Fanout execution patterns

Parallel execution (most common)

The most common fanout pattern is to collect task invocations and execute them in parallel using asyncio.gather():

@env.task
async def parallel_fanout_example(n: int) -> List[str]:
    results = []

    # Collect all task invocations first
    for i in range(n):
        results.append(my_async_task(i))

    # Execute all tasks in parallel
    final_results = await asyncio.gather(*results)

    return final_results

Sequential execution

You can also implement fanout with sequential execution when you need to process tasks one at a time in order:

@env.task
async def sequential_fanout_example(n: int) -> List[str]:
    results = []

    # Execute tasks one at a time in sequence
    for i in range(n):
        result = await my_async_task(i)  # Await each task individually
        results.append(result)

    return results

Mixed patterns

You can combine both parallel and sequential patterns within the same workflow:

@env.task
async def mixed_fanout_example(n: int) -> Tuple[List[str], List[str]]:
    # First: parallel execution
    parallel_tasks = []
    for i in range(n):
        parallel_tasks.append(fast_task(i))
    parallel_results = await asyncio.gather(*parallel_tasks)
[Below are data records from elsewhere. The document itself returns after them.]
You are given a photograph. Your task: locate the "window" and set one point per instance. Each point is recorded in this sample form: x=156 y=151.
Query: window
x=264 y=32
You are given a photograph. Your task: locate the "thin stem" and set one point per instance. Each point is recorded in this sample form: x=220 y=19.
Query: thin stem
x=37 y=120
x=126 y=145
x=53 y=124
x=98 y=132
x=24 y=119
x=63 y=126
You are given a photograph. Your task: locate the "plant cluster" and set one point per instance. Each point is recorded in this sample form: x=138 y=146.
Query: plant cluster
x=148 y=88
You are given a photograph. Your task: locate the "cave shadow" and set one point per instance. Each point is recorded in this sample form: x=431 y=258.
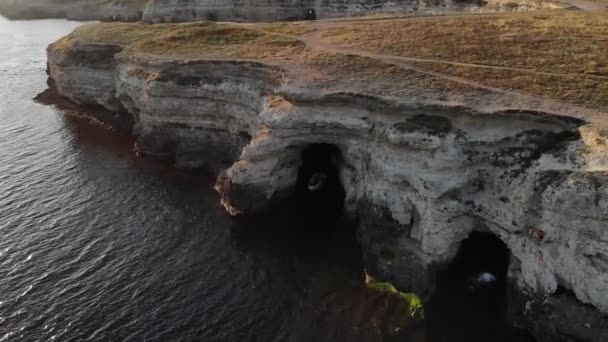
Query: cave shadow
x=470 y=299
x=310 y=222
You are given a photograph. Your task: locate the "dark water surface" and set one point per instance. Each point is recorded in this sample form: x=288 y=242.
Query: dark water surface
x=96 y=245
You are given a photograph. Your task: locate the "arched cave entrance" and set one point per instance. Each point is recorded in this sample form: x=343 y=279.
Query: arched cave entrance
x=470 y=299
x=311 y=14
x=319 y=191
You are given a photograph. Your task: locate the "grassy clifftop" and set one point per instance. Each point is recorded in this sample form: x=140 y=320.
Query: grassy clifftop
x=560 y=55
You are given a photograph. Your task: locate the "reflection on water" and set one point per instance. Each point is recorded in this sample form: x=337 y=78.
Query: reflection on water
x=99 y=245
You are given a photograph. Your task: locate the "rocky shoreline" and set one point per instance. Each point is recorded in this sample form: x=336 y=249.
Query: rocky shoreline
x=426 y=156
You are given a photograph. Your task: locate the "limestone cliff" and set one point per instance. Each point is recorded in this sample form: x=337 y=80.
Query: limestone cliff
x=121 y=10
x=282 y=10
x=464 y=133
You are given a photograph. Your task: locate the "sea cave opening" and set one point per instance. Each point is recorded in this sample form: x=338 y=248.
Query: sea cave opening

    # Second: sequential execution using results from parallel phase
    sequential_results = []
    for result in parallel_results:
        processed = await slow_processing_task(result)
        sequential_results.append(processed)

    return parallel_results, sequential_results

Multi-phase fanout workflows

Complex workflows often involve multiple fanout phases:

@env.task
async def multi_phase_workflow(data_size: int) -> List[int]:
    # First phase: data preprocessing
    preprocessed = []
    for i in range(data_size):
        preprocessed.append(preprocess_task(i))
    phase1_results = await asyncio.gather(*preprocessed)

    # Second phase: main processing
    processed = []
    for result in phase1_results:
        processed.append(process_task(result))
    phase2_results = await asyncio.gather(*processed)

    # Third phase: postprocessing
    postprocessed = []
    for result in phase2_results:
        postprocessed.append(postprocess_task(result))
    final_results = await asyncio.gather(*postprocessed)

    return final_results

Best practices for fanout

  1. Use appropriate parallelism: Balance between parallelism and resource constraints

    # For very large fanouts, consider batching
    batch_size = 100
    for i in range(0, total_items, batch_size):
        batch = items[i:i + batch_size]
        batch_results = []
        for item in batch:
            batch_results.append(process_task(item))
        await asyncio.gather(*batch_results)
  2. Handle errors gracefully: Use error handling strategies for large fanouts

    # Use return_exceptions=True to handle failures gracefully
    results = await asyncio.gather(*tasks, return_exceptions=True)
    for i, result in enumerate(results):
        if isinstance(result, Exception):
            logger.error(f"Task {i} failed: {result}")
  3. Consider memory usage: Large fanouts can consume significant memory

    # Process in chunks to manage memory
    chunk_size = 1000
    all_results = []
    for chunk_start in range(0, total_size, chunk_size):
        chunk_tasks = []
        for i in range(chunk_start, min(chunk_start + chunk_size, total_size)):
            chunk_tasks.append(my_task(i))
        chunk_results = await asyncio.gather(*chunk_tasks)
        all_results.extend(chunk_results)

When to use fanout

Fanout patterns are particularly valuable for:

  • Large-scale data processing: Processing datasets with thousands of items
  • Hyperparameter optimization: Training multiple models with different parameters
  • A/B testing: Running multiple experimental conditions in parallel
  • Batch inference: Making predictions on large datasets
  • ETL operations: Extracting and transforming data from multiple sources
  • Monte Carlo simulations: Running many independent simulation runs

Organizing large fanouts

For very large fanouts with hundreds or thousands of parallel tasks, consider using groups to organize the UI display and make workflows easier to understand and debug.

Fanout is a fundamental pattern in Flyte that enables you to scale your workflows to handle large-scale parallel processing efficiently.